Welche Chancen eröffnet das neue Gütezeichen Ernährungsfachkräften, etwa in Beratung, Qualitätsmanagement oder der betrieblichen Umsetzung nachhaltiger Verpflegung?
In den meisten Häusern gibt es keine Stelle für Nachhaltigkeit. Die Aufgabe landet zusätzlich bei der Küchen- oder Betriebsleitung, oft ohne klaren Auftrag und ohne Zeitbudget. Genau hier wirkt das RAL Gütezeichen als Katalysator für das Berufsbild der Ernährungsfachkräfte in der Außer-Haus-Verpflegung: Es macht aus einer diffusen Zusatzaufgabe eine definierte Funktion mit nachprüfbaren Anforderungen, die fachliche Kompetenz erfordern.
Strategische Beratung: Das geforderte Nachhaltigkeitskonzept und der jährliche Nachhaltigkeitsbericht setzen fachliche Bewertungskompetenz voraus. Oecotropholog*innen können diese Aufgabe intern übernehmen oder als externe Leistung anbieten. Durch die Corporate Sustainability Reporting Directive (CSRD) wächst der Kreis der Betriebe, die solche Nachweise ohnehin führen müssen.
Leitung der Gastro-Kommission: Die geforderte Gastro-Kommission arbeitet abteilungsübergreifend und ist damit das ideale Gremium für Ernährungsfachkräfte. Wer diesen Informationstransfer zwischen Management und Küche steuert, sitzt an der Schnittstelle, an der über Speisenplanung, Einkauf und Kommunikation gemeinsam entschieden wird.
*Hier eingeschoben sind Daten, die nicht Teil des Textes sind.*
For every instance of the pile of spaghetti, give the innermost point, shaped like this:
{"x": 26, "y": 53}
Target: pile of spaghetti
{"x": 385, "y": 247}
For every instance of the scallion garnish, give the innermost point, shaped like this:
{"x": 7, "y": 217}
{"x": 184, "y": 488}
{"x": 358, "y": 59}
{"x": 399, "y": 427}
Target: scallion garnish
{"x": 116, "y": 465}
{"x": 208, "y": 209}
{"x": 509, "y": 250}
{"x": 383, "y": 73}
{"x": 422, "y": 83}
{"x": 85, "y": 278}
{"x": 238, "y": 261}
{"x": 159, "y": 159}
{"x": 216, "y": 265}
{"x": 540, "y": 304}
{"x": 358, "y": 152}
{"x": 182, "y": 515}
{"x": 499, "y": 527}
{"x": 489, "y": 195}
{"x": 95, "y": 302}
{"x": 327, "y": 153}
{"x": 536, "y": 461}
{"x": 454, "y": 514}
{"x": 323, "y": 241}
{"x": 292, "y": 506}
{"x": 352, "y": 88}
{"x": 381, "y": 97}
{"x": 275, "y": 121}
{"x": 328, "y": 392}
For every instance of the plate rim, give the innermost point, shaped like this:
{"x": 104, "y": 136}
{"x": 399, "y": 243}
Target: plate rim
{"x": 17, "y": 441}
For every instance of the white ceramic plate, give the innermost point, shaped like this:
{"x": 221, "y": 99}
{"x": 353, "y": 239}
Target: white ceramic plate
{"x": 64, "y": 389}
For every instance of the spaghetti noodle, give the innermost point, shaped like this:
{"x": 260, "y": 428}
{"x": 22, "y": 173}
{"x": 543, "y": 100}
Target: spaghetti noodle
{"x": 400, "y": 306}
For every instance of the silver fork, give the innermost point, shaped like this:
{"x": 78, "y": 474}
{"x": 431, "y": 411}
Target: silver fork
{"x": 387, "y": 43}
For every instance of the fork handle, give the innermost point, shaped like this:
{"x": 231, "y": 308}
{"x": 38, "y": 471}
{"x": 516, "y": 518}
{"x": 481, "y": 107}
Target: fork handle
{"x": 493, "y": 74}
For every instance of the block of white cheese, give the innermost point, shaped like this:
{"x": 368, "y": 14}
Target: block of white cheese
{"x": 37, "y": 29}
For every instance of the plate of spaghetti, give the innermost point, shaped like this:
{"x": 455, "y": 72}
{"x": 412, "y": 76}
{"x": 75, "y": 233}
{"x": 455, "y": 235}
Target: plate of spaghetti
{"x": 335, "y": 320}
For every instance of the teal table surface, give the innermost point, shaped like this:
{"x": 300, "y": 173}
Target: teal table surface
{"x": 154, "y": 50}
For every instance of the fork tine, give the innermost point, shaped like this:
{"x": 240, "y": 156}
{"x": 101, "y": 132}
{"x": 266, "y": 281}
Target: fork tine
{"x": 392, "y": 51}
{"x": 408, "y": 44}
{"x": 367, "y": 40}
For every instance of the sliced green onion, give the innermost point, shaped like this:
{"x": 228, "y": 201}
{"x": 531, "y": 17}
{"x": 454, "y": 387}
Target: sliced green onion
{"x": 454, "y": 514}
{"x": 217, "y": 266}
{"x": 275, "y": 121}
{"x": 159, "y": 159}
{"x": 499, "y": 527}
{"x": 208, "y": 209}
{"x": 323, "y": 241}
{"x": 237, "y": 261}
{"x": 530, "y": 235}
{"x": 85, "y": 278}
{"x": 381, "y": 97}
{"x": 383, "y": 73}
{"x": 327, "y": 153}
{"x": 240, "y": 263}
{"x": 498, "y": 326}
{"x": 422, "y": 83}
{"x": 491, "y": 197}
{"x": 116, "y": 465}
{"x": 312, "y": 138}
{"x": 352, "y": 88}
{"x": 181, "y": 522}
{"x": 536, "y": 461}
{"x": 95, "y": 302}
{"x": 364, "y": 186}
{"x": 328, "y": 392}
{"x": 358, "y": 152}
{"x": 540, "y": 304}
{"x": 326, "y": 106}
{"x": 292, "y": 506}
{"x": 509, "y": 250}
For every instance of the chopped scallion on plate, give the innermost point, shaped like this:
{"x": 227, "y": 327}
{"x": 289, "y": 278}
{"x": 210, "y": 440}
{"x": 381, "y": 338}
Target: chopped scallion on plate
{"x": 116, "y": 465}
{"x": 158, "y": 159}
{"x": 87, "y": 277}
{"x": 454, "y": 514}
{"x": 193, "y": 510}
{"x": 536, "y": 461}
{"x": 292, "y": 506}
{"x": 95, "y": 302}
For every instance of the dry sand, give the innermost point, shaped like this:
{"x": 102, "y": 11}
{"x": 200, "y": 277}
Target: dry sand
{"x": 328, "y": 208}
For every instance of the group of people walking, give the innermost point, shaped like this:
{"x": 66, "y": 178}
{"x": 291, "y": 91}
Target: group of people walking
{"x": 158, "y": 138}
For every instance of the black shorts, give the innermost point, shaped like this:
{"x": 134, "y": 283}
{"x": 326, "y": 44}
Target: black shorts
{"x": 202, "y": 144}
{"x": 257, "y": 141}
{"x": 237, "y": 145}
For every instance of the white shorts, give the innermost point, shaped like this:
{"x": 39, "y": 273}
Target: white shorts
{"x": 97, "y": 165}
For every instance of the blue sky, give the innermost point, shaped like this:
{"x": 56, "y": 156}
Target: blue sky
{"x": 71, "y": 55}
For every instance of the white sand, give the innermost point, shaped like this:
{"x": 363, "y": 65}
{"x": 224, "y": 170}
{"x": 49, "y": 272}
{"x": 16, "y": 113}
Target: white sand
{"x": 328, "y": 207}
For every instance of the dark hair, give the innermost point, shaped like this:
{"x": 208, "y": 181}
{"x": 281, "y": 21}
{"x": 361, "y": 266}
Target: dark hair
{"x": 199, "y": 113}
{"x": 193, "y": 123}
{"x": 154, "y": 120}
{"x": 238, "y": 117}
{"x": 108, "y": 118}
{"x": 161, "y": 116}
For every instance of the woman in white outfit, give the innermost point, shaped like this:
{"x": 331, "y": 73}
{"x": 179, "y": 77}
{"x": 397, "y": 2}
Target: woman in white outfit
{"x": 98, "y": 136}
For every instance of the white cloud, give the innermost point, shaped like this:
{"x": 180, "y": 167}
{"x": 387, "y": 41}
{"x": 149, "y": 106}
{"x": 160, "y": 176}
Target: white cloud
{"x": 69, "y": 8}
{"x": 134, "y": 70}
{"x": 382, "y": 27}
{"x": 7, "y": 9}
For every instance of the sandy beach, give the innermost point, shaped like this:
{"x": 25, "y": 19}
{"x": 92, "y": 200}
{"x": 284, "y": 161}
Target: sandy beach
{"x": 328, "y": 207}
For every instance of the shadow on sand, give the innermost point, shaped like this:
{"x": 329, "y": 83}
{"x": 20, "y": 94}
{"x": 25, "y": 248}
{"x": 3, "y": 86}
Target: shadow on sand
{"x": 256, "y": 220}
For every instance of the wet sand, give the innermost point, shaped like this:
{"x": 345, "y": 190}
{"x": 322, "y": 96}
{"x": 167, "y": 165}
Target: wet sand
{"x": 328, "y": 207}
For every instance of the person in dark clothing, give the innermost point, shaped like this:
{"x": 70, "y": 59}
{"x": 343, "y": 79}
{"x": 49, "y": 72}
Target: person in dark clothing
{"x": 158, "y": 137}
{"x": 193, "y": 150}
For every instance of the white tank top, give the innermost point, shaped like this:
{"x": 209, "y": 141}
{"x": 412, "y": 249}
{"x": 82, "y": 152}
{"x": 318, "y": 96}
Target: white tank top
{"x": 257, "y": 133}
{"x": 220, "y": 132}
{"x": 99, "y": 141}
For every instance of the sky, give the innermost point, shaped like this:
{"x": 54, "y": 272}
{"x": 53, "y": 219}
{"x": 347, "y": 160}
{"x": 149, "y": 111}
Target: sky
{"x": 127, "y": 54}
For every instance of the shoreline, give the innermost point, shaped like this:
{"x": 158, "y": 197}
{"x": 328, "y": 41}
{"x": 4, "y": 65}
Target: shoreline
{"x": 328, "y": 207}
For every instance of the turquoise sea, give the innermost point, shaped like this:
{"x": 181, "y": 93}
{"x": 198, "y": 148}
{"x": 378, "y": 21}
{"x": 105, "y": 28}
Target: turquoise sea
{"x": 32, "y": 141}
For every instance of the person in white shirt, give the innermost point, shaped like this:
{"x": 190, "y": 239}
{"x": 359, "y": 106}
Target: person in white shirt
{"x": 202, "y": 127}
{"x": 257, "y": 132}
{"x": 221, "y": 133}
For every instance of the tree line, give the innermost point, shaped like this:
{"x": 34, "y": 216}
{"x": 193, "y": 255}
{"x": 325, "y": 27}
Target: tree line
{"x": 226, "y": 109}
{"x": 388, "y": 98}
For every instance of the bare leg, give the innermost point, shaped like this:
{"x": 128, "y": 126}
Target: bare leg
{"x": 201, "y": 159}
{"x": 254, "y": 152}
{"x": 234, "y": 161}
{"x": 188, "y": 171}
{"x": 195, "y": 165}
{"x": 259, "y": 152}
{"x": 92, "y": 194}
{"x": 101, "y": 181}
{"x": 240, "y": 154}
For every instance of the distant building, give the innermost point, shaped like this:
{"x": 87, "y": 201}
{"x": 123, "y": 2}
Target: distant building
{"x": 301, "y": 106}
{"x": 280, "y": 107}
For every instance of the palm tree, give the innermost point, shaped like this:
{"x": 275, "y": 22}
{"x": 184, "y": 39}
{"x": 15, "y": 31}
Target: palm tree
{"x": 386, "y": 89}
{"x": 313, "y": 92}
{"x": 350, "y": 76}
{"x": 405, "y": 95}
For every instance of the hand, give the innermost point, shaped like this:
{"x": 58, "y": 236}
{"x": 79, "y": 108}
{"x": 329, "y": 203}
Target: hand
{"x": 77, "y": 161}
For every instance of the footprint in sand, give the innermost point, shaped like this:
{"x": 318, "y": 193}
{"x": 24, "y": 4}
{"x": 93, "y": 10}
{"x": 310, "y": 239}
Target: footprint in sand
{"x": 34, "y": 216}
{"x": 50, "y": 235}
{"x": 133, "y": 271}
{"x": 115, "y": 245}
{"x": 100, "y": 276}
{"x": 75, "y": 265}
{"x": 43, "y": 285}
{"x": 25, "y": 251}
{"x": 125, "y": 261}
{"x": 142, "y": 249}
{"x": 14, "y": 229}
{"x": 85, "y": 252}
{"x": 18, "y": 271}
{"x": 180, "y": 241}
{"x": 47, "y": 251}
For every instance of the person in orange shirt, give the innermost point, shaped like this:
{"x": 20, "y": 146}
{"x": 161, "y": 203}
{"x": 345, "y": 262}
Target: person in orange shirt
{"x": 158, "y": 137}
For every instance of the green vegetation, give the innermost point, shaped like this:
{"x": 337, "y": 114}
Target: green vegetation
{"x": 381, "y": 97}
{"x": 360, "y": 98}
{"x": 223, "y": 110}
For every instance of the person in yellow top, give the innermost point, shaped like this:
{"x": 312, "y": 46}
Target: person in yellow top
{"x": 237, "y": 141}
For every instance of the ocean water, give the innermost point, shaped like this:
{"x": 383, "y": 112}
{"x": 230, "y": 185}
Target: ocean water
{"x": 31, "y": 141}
Qualitätsmanagement und Sicherheit: Das Gütezeichen verbindet Nachhaltigkeitsanforderungen mit den Grundlagen guter Betriebsführung, wie Lebensmittelsicherheit, Allergenmanagement und Rückverfolgbarkeit. Weil der Kriterienkatalog beide Ebenen zusammenführt, entsteht ein übergreifendes System, dessen Umsetzung fachliche Qualifikation erfordert. Für Ernährungsfachkräfte eröffnet sich damit ein Tätigkeitsfeld, das von der Standortbestimmung über den Aufbau der Dokumentation bis zur Vorbereitung auf die Fremdprüfung reicht.
Schulung und Personalentwicklung: Regelmäßige Fortbildungen zu Nachhaltigkeit und Gesundheit sind verpflichtend. Daraus entsteht ein planbarer, wiederkehrender Bedarf an Schulungen, die Oecotropholog*innen konzipieren und durchführen können.
Das RAL Gütezeichen Nachhaltige Gastronomie ist ein Qualitätssiegel mit System. Es gibt Ernährungsfachkräften die Werkzeuge an die Hand, um Nachhaltigkeit von einem abstrakten Ziel in eine belegbare und wirtschaftlich tragfähige Realität zu übersetzen, und macht ihre Arbeit dabei sichtbar.
Susanne Lange ist staatlich examinierte Diätassistentin und Ernährungsberaterin/DGE. Von Anfang an mit der Gemeinschaftsverpflegung verbunden, bringt sie umfassende Erfahrungen durch langjährige Tätigkeit in Verpflegungsmanagement, Ernährungstherapie und Qualitätssicherung mit. Sie arbeitet als Geschäftsführerin bei der Gütegemeinschaft Ernährungs-Kompetenz e.V. an der Weiterentwicklung der RAL Gütezeichen und begleitet Betriebe auf dem Weg zur Zertifizierung.